Fix Iceberg read optimization returning NULLs for stats-less manifests (#1545) — antalya-26.3 by il9ue · Pull Request #1814 · Altinity/ClickHouse

il9ue · 2026-05-20T07:29:46Z

Changelog category (leave one):

Bug Fix

Changelog entry (a user-readable short description of the changes that goes to CHANGELOG.md):

Fix Iceberg read optimization returning NULL for every column when reading from manifests written without per-file column statistics (typical of non-Spark writers like pyiceberg with default settings). Affects icebergLocal, icebergS3, icebergAzure, icebergHDFS, and all *Cluster variants. Antalya 26.3 fix for Altinity/ClickHouse#1545.

Description

Antalya-specific bug fix on antalya-26.3. No upstream cherry-pick — this bug exists only on Antalya, introduced by Altinity/ClickHouse#1069 ("Read optimization using Iceberg metadata"). Mirror of the 25.8 fix in Altinity/ClickHouse#1688.

Why this fires

When reading an Iceberg table written by a non-Spark writer that omits per-file column statistics from the manifest's Avro schema (pyiceberg with default settings, format v1 writers, and others), the allow_experimental_iceberg_read_optimization path produces silent data loss: correct row counts, every column value NULL. The reporter confirmed it on icebergLocal; investigation showed the same code path fires for icebergS3, icebergAzure, icebergHDFS, and all *Cluster variants.

Root cause

IcebergIterator always populates file_meta_info before yielding objects, so the file_meta_data.has_value() check in the optimization passes. The issue is what's inside the populated DataFileMetaInfo: when the manifest's data_file.value_counts / column_sizes / null_value_counts Avro fields are all absent (per the Iceberg spec, all three are optional), DataFileMetaInfo::columns_info stays empty.

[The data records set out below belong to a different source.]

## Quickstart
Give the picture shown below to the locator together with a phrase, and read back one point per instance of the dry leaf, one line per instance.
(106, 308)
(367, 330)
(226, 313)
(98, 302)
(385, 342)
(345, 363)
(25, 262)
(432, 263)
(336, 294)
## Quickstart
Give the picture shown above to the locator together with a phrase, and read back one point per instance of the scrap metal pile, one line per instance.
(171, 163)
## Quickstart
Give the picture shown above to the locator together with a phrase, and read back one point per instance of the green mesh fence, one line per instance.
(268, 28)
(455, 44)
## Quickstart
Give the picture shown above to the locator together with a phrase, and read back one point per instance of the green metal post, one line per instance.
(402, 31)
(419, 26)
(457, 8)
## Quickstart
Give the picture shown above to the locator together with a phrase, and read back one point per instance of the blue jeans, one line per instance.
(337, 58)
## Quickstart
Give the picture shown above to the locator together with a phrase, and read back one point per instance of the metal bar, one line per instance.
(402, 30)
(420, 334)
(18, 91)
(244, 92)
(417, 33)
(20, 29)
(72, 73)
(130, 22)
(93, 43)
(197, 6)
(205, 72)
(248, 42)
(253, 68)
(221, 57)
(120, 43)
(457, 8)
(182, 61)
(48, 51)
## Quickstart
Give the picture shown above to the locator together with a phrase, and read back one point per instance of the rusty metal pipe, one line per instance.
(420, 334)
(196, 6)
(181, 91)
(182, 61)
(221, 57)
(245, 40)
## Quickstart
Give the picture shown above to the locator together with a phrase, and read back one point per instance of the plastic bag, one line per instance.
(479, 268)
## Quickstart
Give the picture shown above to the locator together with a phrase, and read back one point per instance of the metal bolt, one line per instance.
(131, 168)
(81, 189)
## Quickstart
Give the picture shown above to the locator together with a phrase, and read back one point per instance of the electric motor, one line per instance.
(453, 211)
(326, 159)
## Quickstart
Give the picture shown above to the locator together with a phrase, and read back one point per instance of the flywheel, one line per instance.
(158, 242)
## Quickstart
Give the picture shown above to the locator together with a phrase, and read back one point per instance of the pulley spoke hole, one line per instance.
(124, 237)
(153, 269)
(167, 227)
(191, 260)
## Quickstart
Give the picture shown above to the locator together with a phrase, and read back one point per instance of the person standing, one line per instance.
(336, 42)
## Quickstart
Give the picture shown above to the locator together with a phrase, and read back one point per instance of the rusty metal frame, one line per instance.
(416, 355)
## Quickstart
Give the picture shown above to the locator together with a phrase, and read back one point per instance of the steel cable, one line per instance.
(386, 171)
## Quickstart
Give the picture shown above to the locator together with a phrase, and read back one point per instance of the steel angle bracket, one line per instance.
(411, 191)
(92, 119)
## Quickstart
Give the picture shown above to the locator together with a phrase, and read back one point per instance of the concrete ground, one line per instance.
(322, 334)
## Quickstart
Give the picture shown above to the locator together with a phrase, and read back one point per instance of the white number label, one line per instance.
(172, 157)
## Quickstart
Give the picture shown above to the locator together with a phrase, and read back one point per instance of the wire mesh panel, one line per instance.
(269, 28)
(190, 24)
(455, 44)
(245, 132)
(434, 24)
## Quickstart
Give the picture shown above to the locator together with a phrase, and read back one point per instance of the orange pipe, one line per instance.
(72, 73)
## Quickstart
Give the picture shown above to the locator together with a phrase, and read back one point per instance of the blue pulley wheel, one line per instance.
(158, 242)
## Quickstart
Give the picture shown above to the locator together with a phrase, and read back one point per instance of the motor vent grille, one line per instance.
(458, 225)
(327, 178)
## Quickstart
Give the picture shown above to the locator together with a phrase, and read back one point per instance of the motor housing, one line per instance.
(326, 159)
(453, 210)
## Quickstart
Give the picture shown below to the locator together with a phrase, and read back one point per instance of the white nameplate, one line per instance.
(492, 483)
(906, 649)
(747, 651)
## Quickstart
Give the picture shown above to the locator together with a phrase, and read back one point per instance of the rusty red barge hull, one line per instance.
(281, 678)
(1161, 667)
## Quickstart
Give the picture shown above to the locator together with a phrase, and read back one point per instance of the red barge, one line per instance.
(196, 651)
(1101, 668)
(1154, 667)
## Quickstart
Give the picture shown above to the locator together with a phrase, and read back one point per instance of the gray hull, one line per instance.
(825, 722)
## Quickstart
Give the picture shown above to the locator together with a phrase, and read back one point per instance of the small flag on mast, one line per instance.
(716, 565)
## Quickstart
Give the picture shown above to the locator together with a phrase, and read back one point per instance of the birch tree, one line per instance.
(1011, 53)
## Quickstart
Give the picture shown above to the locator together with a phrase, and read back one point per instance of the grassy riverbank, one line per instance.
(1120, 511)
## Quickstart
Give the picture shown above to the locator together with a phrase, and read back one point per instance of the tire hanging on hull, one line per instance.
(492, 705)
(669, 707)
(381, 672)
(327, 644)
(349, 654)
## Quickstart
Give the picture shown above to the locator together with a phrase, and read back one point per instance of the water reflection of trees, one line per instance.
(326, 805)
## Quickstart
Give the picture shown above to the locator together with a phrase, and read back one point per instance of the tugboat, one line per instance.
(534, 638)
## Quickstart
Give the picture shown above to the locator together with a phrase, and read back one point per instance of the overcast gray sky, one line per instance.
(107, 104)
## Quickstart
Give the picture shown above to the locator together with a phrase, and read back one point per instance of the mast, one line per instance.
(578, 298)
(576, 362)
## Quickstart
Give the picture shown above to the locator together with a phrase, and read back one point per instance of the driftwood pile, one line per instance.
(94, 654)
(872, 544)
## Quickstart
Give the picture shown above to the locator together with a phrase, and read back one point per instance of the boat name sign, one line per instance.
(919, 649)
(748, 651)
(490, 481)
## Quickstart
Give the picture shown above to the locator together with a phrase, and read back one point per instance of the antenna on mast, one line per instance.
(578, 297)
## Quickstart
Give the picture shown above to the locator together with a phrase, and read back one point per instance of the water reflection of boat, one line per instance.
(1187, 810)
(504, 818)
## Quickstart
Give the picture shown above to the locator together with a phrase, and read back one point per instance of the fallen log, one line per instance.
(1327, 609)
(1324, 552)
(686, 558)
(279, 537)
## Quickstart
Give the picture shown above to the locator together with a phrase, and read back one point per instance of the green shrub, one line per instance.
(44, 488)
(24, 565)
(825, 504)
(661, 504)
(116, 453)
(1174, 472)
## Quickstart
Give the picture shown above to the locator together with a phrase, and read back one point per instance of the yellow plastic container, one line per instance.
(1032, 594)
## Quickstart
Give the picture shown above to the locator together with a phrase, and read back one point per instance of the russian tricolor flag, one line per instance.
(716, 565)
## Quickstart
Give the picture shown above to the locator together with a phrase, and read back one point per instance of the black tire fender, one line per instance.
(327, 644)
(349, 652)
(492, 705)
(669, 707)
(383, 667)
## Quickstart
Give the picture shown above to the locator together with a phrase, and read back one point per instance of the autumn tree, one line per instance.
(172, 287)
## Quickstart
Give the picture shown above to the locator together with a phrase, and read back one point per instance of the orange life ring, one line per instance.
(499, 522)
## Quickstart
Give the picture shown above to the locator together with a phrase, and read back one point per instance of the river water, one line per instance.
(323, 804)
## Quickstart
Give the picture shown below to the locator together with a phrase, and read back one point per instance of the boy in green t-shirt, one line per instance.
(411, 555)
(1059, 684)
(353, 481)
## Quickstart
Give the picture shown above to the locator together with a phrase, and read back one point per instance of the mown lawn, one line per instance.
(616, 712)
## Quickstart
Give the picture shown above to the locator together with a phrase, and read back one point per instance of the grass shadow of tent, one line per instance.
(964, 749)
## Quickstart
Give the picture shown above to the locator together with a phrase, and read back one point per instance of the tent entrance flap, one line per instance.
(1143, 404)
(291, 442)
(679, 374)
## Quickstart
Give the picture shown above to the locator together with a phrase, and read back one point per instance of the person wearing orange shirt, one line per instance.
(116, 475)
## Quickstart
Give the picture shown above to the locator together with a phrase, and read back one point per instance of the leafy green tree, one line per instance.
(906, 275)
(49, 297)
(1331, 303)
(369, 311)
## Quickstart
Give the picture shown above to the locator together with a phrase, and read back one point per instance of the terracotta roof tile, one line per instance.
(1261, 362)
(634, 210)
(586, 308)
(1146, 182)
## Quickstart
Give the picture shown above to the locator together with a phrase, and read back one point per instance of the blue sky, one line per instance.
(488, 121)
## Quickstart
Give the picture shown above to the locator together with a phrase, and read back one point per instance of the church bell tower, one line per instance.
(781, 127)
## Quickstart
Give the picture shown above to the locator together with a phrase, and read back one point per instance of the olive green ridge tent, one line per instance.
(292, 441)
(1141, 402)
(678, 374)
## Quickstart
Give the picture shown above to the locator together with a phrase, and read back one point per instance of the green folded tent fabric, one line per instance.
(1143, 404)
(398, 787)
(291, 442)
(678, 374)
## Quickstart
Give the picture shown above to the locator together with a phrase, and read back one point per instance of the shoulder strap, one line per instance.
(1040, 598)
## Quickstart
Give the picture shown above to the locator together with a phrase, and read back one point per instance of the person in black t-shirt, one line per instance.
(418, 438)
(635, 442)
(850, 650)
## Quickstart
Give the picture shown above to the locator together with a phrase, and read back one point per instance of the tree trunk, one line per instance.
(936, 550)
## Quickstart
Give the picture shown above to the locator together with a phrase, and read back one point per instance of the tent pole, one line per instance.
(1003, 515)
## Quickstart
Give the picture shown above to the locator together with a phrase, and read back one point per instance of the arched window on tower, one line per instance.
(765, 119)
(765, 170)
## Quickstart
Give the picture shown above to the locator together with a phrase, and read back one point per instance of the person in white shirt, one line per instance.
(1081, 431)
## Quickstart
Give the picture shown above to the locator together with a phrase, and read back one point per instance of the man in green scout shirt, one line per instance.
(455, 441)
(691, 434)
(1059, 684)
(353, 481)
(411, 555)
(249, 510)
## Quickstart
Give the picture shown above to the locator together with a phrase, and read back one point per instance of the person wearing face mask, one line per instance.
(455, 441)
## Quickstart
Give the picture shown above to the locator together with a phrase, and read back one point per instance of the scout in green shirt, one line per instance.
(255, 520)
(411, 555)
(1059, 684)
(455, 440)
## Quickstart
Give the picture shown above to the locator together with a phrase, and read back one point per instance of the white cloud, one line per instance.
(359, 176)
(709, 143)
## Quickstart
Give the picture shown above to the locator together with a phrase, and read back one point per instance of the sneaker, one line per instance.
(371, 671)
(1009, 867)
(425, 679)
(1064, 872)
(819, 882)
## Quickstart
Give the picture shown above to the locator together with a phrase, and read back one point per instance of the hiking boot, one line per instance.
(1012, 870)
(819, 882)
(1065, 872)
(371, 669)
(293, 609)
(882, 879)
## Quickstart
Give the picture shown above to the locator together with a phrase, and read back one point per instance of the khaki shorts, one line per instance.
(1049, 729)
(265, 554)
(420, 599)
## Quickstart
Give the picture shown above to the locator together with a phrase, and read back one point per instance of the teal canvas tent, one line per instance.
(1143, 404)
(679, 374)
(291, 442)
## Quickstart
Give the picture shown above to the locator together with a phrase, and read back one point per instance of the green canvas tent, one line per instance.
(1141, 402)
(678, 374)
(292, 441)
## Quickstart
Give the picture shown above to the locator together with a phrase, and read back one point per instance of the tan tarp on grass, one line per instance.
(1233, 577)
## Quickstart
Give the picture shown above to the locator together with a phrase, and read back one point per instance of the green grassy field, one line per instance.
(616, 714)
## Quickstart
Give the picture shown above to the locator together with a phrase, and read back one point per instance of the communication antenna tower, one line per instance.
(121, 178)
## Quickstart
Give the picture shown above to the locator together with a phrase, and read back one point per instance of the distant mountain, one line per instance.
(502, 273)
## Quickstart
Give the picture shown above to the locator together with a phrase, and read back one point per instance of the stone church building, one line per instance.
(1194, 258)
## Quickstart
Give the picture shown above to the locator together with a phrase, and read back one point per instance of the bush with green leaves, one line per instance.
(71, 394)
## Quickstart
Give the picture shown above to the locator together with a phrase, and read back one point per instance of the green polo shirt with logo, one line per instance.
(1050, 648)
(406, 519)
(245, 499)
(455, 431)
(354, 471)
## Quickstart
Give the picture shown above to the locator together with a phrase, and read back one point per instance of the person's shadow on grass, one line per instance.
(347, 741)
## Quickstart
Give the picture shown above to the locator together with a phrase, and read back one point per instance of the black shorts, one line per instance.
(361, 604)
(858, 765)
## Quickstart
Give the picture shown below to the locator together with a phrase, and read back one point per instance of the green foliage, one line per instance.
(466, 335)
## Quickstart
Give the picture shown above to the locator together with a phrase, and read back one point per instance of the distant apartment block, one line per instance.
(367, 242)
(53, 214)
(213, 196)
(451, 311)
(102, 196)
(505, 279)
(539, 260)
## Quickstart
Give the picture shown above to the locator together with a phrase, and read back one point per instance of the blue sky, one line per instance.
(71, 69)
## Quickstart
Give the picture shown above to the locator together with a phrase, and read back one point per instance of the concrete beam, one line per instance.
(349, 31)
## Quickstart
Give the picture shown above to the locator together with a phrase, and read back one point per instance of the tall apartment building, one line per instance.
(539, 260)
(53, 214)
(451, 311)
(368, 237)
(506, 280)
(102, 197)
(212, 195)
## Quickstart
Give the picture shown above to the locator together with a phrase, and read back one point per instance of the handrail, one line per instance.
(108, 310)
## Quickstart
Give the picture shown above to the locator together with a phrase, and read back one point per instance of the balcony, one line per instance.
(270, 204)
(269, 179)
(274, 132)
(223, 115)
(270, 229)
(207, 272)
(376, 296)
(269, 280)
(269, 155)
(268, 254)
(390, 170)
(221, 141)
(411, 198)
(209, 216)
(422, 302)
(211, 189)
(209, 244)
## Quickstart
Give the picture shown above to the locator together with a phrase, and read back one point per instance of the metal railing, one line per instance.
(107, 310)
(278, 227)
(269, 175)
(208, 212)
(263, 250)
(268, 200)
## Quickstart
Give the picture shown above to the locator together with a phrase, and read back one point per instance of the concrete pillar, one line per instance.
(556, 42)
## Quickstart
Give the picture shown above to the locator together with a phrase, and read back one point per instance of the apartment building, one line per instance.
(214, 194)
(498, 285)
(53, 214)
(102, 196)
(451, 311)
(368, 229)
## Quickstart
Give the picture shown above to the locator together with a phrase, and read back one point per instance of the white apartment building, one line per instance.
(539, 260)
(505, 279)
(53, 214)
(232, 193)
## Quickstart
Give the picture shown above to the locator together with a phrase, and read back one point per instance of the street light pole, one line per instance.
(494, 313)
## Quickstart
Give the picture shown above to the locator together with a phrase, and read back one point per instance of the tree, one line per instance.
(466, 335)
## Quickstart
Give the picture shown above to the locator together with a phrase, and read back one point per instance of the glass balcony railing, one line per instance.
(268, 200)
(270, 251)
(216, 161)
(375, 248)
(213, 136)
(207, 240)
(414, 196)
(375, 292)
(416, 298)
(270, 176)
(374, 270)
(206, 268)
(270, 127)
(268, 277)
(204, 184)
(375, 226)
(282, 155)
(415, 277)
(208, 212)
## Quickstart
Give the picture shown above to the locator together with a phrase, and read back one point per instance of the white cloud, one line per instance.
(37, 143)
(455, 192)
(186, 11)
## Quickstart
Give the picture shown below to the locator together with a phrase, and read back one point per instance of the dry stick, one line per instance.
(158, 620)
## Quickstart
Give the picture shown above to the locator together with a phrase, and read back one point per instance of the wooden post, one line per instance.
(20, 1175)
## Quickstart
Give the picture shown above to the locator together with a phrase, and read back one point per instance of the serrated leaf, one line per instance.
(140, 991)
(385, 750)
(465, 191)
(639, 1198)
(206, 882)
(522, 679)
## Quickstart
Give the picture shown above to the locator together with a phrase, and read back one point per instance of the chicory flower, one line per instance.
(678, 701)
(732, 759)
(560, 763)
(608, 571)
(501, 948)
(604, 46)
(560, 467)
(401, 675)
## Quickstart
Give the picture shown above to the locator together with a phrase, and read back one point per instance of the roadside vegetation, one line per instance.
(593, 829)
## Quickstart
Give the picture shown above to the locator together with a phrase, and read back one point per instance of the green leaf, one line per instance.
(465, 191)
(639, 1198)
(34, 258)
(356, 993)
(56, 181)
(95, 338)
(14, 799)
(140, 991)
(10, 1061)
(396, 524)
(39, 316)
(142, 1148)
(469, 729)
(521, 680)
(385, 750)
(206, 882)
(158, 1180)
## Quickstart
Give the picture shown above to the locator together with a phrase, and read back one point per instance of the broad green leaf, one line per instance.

The optimization's second loop in StorageObjectStorageSource::createReader then iterates every requested column, finds none of them in the empty columns_info map, and adds them all to constant_columns_with_values with Field() (NULL). requested_columns_copy is cleared, need_only_count = true, the Parquet reader returns row count only, and generate() injects every column as a constant-NULL column at the correct row count.

The optimization conflates "no stats were written" with "all columns are absent." Absent stats tell us nothing about which columns are physically present in the file.

The fix

Add any_stats_field_present (bool) to DataFileMetaInfo. Populate it during manifest parsing in AvroForIcebergDeserializer.cpp — true if any of value_counts, column_sizes, or null_value_counts were emitted by the writer. Gate the optimization's absent-NULL loop on this flag: when no stats were emitted, skip the loop entirely and fall through to the Parquet reader, which correctly handles both physically-present columns (read normally) and schema-evolved-absent columns (handled upstream by IcebergMetadata::getInitialSchemaByPath setting the file's own schema as initial_header).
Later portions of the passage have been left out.